Ja całą trylogię Mass Effect przeszedłem jako Pani komandor Shepard, bo akurat mi się znudziło ciągłe chodzenie wielkimi muskularnymi, idealnymi twardzielami, a babeczka to zawsze miła odmiana
No i jak jest kamera z trzeciej osoby zawsze lepiej popatrzeć na damskie... oczy niż męskie
W Saints Row The Third też grałem kobietą. Ja generalnie lubię ja kobieta jest główną bohaterką którą się steruje. Może w takich grach jak Dead Space, Far Cry 3 akurat bym kobiety nie wziął gdyby była taka opcja, bo sobie tego za bardzo nie wyobrażam.

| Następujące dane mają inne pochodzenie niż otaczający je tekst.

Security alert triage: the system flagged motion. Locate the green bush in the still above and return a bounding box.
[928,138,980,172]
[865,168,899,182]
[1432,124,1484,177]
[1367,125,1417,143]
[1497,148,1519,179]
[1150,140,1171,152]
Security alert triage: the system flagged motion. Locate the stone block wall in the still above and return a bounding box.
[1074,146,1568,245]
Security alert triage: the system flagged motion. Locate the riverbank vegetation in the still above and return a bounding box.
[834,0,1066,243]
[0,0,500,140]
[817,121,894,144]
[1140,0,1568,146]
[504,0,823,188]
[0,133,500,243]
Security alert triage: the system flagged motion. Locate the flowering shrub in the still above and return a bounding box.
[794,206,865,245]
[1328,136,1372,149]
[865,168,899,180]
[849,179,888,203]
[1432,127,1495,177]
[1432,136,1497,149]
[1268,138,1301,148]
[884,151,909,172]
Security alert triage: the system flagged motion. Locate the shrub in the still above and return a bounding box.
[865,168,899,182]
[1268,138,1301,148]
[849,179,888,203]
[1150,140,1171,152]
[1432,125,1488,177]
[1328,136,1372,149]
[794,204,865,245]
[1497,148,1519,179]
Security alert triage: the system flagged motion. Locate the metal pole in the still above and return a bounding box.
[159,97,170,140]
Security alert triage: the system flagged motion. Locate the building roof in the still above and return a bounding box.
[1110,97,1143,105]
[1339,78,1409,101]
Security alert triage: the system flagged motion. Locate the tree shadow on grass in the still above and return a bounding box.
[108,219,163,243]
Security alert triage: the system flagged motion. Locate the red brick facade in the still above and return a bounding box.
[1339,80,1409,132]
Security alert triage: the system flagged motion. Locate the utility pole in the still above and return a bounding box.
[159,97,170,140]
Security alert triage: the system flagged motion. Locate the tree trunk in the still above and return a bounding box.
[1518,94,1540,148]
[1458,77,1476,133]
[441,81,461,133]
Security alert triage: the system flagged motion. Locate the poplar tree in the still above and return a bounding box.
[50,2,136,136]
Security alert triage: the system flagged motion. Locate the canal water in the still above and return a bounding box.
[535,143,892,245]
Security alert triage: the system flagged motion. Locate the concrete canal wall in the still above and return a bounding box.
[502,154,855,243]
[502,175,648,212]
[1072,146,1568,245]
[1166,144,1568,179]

Chociaż w filmie Alien się dało, więc gdyby to przenieść do gry, w sumie da się. Natomiast tak jak pisałem wcześniej w takim ME, SR czy chociażby Bayonetta która także bardzo mnie ujęła mam zdanie jak najlepsze. O TR już była mowa więc tu także nie ma problemu. A jeszcze może wspomnę o Mirror's Edge gdzie przecież także kierowało się kobietą, a jak dla mnie była to rewelacyjna gra i wciąż nie mogę się doczekać informacji o kontynuacji tytułu.